COGIR Real Estate will soon begin to redevelop its “outdated” shopping centres in Quebec and transform them into mixed-use developments that will include multiresidential towers.
The first shopping centre to be redeveloped will be Place Repentigny in Repentigny, off the eastern tip of Montreal.
Jean-Philippe Hébert, vice-president of development and project management at COGIR, made that announcement at the Quebec Apartment Investment Conference in Montreal on Feb. 13 during a discussion on mixed-use developments.
Hébert said decades-old shopping centres have become more and more outmoded and “something has to be done with these buildings, which are often very well-located in cities and have extremely high potential.”
A case in point is Place Repentigny, which was built during the 1960s in several phases. It is extremely well-located but, with 220,000 square feet, is too big for the area.
The shopping centre has a vacancy rate of about 20 per cent in its outdated interior mall.
“We sat down and thought ‘What can we do with this shopping centre to redevelop it and bring some value to it?’ ”
“New type of mixed-use”
Plans call for the 45,000-square-foot interior mall to be demolished and replaced with a seven-storey multiresidential building with 190 units. “It will be a new type of mixed-use for the area,” he said.

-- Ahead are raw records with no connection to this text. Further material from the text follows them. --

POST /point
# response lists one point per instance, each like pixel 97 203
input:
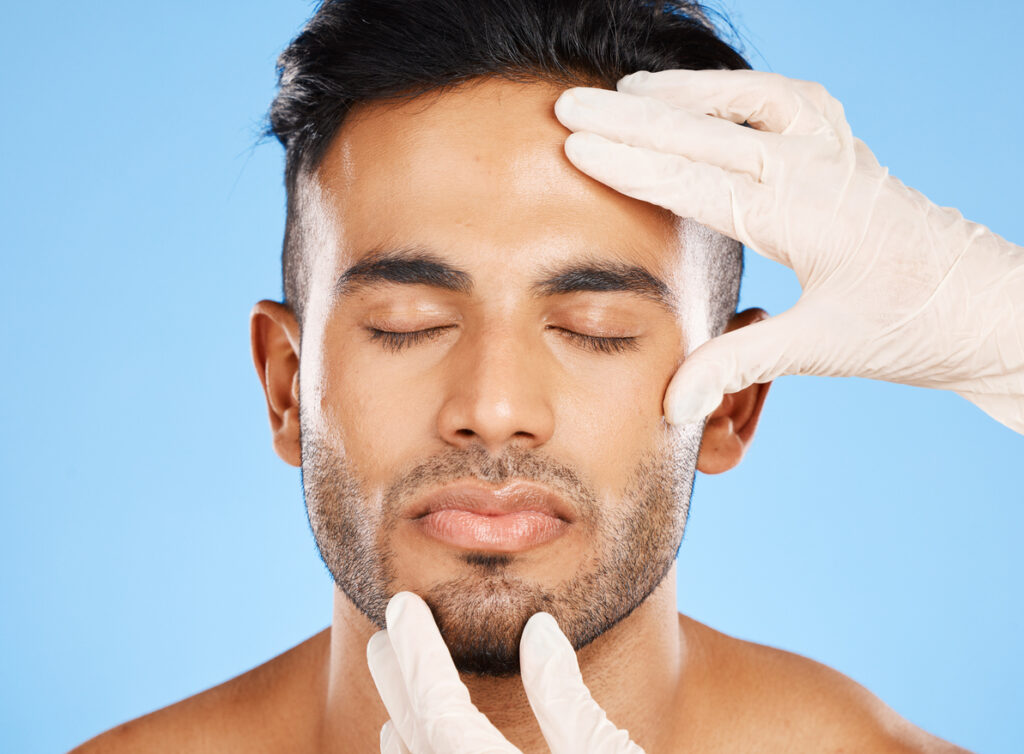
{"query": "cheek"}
pixel 613 417
pixel 379 413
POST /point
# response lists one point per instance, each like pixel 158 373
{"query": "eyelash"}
pixel 394 342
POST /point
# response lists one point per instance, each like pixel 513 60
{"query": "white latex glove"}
pixel 894 288
pixel 430 709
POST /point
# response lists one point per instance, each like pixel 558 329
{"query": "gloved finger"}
pixel 768 101
pixel 569 718
pixel 391 742
pixel 643 121
pixel 446 719
pixel 759 352
pixel 716 198
pixel 391 687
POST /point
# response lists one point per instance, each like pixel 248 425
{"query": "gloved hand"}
pixel 894 288
pixel 429 706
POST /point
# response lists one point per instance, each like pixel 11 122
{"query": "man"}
pixel 497 366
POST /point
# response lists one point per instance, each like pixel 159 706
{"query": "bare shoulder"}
pixel 791 703
pixel 261 710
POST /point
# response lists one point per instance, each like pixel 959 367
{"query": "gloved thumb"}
pixel 754 352
pixel 569 718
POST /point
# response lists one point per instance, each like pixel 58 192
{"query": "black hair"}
pixel 355 51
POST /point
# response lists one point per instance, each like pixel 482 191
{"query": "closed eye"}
pixel 395 341
pixel 599 343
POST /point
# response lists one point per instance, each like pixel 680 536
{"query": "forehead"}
pixel 479 171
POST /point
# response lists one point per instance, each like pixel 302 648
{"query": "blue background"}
pixel 153 545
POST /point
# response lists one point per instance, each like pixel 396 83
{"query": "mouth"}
pixel 511 518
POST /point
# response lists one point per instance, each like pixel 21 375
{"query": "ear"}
pixel 274 334
pixel 729 429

About 45,000 square feet of green spaces will be added to the site because, as Hébert noted, “it’s nice to have a multiresidential development in a shopping centre, but if you remain surrounded by concrete, you won’t attract anybody.

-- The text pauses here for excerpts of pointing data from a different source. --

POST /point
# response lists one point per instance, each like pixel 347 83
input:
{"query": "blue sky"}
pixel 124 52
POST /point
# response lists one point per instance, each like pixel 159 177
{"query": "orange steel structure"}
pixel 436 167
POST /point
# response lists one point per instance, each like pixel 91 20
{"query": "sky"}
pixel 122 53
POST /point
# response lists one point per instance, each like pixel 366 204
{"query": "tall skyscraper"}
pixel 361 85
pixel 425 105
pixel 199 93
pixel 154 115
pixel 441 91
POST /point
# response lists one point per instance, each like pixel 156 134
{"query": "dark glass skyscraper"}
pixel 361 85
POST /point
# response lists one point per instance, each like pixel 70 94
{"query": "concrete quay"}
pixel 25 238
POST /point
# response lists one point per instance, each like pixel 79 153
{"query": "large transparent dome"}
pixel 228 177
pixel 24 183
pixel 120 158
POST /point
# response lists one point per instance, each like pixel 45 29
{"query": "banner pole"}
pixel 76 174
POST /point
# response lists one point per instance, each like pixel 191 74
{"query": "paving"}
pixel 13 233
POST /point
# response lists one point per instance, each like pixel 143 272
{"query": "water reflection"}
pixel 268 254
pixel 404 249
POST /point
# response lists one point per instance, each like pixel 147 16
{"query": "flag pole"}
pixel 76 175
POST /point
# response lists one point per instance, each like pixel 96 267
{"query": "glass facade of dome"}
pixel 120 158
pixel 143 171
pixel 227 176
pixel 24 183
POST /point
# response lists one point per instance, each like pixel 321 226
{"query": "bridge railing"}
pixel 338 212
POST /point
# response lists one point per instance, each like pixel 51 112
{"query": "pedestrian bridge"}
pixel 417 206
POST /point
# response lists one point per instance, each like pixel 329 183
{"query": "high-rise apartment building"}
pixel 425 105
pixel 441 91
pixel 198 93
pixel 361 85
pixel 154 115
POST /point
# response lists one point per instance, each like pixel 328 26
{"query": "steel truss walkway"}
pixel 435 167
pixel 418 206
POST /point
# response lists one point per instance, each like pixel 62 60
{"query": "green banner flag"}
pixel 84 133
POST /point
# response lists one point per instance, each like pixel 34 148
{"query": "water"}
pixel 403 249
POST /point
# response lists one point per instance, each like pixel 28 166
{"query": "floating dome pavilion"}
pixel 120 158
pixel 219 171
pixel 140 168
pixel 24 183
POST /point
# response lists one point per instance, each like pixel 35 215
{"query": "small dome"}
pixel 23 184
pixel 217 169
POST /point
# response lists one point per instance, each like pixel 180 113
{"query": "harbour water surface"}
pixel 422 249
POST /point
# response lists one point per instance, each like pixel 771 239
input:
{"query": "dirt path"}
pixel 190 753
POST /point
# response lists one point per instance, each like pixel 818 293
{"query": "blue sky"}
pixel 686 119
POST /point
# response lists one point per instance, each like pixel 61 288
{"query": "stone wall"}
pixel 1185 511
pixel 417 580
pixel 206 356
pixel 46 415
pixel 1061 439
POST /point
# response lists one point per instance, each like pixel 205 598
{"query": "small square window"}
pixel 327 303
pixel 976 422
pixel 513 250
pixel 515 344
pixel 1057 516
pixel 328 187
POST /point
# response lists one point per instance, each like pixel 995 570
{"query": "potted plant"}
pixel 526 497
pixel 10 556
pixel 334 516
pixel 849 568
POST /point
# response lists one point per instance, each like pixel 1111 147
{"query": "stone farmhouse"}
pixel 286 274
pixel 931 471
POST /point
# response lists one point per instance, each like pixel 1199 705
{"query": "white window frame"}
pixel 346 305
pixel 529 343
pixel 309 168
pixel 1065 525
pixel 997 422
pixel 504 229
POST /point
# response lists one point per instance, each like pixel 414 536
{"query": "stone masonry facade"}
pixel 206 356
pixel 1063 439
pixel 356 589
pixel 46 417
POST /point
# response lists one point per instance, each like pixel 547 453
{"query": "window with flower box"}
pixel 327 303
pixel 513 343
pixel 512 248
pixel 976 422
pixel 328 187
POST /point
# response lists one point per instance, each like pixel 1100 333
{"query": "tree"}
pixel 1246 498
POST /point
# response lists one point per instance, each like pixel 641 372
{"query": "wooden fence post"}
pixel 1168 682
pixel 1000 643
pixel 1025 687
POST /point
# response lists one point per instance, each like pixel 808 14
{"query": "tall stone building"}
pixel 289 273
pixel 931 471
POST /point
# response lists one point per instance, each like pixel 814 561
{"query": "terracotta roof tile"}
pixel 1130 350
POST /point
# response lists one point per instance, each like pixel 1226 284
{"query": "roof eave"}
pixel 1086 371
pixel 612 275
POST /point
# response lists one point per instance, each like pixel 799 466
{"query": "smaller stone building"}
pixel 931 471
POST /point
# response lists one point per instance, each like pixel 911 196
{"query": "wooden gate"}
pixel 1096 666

“You have to look for an attraction like greenery and make the site attractive to people.”
Hébert says the City of Repentigny is 100 per cent supportive of the idea as it will bring in more taxes, increase property values, rejuvenate the area and bring more traffic to the rebuilt shopping centre.

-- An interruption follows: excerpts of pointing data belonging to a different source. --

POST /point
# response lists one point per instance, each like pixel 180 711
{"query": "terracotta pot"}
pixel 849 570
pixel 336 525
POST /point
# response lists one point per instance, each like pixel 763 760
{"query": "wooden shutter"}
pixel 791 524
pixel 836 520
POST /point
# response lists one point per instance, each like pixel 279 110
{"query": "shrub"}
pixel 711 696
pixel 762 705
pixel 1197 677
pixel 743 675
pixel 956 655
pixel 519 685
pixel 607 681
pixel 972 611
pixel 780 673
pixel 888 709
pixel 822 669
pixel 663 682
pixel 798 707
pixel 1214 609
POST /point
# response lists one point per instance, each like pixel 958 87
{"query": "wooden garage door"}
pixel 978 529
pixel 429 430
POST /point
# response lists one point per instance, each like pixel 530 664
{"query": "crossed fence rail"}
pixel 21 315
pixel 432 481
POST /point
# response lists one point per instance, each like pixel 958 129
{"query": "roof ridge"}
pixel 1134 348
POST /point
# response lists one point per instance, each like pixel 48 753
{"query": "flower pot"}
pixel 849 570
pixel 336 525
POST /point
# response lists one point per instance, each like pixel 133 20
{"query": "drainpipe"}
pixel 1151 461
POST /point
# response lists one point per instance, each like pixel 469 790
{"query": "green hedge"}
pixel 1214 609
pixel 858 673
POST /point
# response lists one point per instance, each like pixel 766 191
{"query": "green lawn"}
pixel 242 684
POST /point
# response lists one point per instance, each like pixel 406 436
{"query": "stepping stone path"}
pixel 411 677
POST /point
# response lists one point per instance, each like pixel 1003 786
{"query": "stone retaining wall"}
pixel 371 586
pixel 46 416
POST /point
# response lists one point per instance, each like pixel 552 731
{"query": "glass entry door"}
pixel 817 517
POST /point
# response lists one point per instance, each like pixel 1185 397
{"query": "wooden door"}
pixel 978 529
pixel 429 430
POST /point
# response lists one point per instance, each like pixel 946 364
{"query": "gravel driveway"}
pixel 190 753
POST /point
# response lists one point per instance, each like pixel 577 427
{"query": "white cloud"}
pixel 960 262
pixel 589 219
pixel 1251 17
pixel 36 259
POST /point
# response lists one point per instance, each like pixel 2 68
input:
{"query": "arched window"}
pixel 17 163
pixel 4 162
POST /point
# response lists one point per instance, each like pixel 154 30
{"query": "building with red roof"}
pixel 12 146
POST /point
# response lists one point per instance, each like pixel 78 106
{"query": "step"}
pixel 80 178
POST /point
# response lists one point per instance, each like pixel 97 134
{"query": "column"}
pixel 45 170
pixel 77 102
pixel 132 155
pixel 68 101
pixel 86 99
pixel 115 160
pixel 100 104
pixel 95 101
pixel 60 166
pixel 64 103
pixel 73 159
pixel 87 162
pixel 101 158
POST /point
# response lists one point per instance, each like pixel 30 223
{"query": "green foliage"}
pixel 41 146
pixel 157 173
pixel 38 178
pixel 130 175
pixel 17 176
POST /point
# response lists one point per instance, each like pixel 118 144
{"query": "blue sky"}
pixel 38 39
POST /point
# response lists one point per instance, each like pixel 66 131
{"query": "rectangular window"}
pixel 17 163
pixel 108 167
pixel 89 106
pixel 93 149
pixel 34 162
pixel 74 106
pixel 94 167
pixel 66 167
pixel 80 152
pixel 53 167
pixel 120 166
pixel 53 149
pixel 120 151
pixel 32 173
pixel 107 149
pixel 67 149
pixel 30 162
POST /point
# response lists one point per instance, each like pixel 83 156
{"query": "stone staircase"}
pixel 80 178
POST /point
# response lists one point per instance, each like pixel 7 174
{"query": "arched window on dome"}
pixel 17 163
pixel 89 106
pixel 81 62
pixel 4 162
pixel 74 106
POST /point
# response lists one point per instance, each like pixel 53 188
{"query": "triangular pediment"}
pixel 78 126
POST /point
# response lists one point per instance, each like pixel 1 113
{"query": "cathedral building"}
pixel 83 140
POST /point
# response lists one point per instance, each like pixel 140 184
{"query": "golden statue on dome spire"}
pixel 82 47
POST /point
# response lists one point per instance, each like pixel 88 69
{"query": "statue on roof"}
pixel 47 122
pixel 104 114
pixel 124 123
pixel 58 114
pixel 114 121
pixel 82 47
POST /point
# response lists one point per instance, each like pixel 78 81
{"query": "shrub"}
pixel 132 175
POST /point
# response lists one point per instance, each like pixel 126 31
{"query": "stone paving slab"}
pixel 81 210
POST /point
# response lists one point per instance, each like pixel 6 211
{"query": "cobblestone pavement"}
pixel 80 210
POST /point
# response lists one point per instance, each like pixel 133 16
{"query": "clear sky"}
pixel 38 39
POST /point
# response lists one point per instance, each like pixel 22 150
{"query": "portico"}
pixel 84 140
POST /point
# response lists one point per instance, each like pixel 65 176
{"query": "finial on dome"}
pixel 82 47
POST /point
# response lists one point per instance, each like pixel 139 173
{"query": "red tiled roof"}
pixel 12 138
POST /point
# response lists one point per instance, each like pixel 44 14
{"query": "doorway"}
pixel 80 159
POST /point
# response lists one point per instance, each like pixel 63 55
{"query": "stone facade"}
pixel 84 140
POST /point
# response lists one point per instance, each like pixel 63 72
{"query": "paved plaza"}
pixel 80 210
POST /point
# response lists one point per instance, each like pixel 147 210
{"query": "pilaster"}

COGIR has several other well-located shopping centres that can be redeveloped, he said.
Prével’s mixed-use developments
David Deschênes, director of conception and innovation at Prével, noted his company once concentrated entirely on residential, but has been specializing in mixed-use projects for the past 10 years.
One such development is 21e Arrondissement, a 100,000-square-foot site in the Faubourg des Recollets neighbourhood of Montreal, at the crossroads of Griffintown and Old Montreal.
The mixed-use project contains about 900 condos and rental units, a small office component, neighbourhood stores and a square.
It also contains an urban agriculture project on one of the rooftops, the first of its kind in a residential project in the city, Deschênes said.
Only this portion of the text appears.